Thanks for your answer! I partially took your suggestion and used a lookup (lookup, not inputlookup) and that worked. Initially I tried to fix the problem using a post-process search in my XML code, where the base search used inputcsv and then the post-process search was in real-time and joined with the normality baseline that had been inputted. Turns out that didn't work either, because you can neither inputcsv nor join in a real-time search.

So, I just used a lookup as you said, edited transforms.conf, and made sure my dynamic csvs were being put in the etc/apps/my_app/local/lookups directory. If this helps anyone else, I wrote the following Python script to use in a Splunk search to move files around (this specific code only takes an item in var/run/splunk, and moves it to var/run/splunk/... rest of path here, but can be ../../../ ...):

# movecsv file directory
# ... where directory is in Splunk/var/run/splunk

import shutil
import sys

file = sys.argv[1]
dir = sys.argv[2]

shutil.move('C:\\Program Files\\Splunk\\var\\run\\splunk\\'+file, 'C:\\Program Files\\Splunk\\var\\run\\splunk\\'+dir+'\\'+file)
0 Karma

nick405060
Motivator

It needs to be real-time - we're looking to have a display that shows all incoming emails in real-time that deviate from our normality metric

0 Karma

DalJeanis
SplunkTrust
SplunkTrust

@nick405060 - Please reread those first two references. Will a human or automated system need to react to whatever is pictured on the dashboard in less than 90 seconds? 120 seconds? 150 seconds?

If that fast real-time reaction by humans is required as an SLA, then you may have a real time use case. If not, then what you want is standard near-real-time... a search that runs every 1m or 2m or 3m and refreshes the dash.

Do not let a user or a manager fall in love with the term "real time". Nothing is actually real time, and the thing that is called a "real time" search is actually a constantly updating stream of not-yet-complete information. This is because almost every installation has a minute or so delay before transmission and ingestion of any kind of data is complete, so those last "real-time" data points are wrong. Always.

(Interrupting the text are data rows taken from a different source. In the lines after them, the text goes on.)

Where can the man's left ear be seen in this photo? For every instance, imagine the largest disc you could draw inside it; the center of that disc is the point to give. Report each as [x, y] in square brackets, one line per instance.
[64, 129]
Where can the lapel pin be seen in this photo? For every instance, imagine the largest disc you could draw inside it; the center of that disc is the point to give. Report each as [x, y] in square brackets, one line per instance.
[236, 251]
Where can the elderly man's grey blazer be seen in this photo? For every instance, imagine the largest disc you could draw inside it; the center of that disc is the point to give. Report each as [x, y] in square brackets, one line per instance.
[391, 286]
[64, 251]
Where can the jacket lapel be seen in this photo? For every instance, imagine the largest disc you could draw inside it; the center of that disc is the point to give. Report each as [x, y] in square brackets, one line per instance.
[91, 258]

The key is to always ask your management not "do you want real time" but "what is the SLA to respond to information on the dash?" If the answer is more than 5 minutes before a human must DO something, then it is clearly not a real time requirement.

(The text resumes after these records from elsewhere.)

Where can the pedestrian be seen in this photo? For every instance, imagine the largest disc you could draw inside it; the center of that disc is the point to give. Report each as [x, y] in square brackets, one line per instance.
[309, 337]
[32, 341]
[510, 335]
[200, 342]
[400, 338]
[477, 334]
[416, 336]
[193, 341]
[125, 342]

"So, when you say you want real time, you mean you want the most recent complete data that is available, correct?"

"Yes"

"Okay, our typical transmission and ingestion delay is 45 seconds, with occasional spikes to 65 seconds, so we will refresh the dash every 1m with a 1m delay. That way, the most recent data point will be 1 minute past, and the last data point will be on at least 97 percent complete."

That's how to handle the politics... with the technical truth.

If multiple real time dashboards proliferate, you will degrade your entire Splunk installation. Unless that ONE particular dashboard is the most critical dashboard in your environment, you should protect your environment by using a standard high-frequency update instead, tuned to exploit the actual ingestion time for that data.

0 Karma

nick405060
Motivator

Our use case is real-time, without any delay on top of a sunk 45-65s ingestion delay. I understand that delay is very small, especially since the 60 second refresh is going to cover most of that sunk ingestion delay anyways, but real-time DOES get you a faster display time on average, and there is benefit to seeing each data point as it comes in for human readability and situational awareness purposes. Coming from the DoD, I don't think it's exactly rare or a foreign concept to need a true real-time display. Unless I'm missing something, the harm from using real-time displays is minimal - if your installation routinely gets overloaded, turn your less important real-time displays into a refresh or disable them temporarily.

It is a bit disappointing that Splunk as a SIEM can't handle real-time well. I imagine that's a major weakness they want to patch in the near future.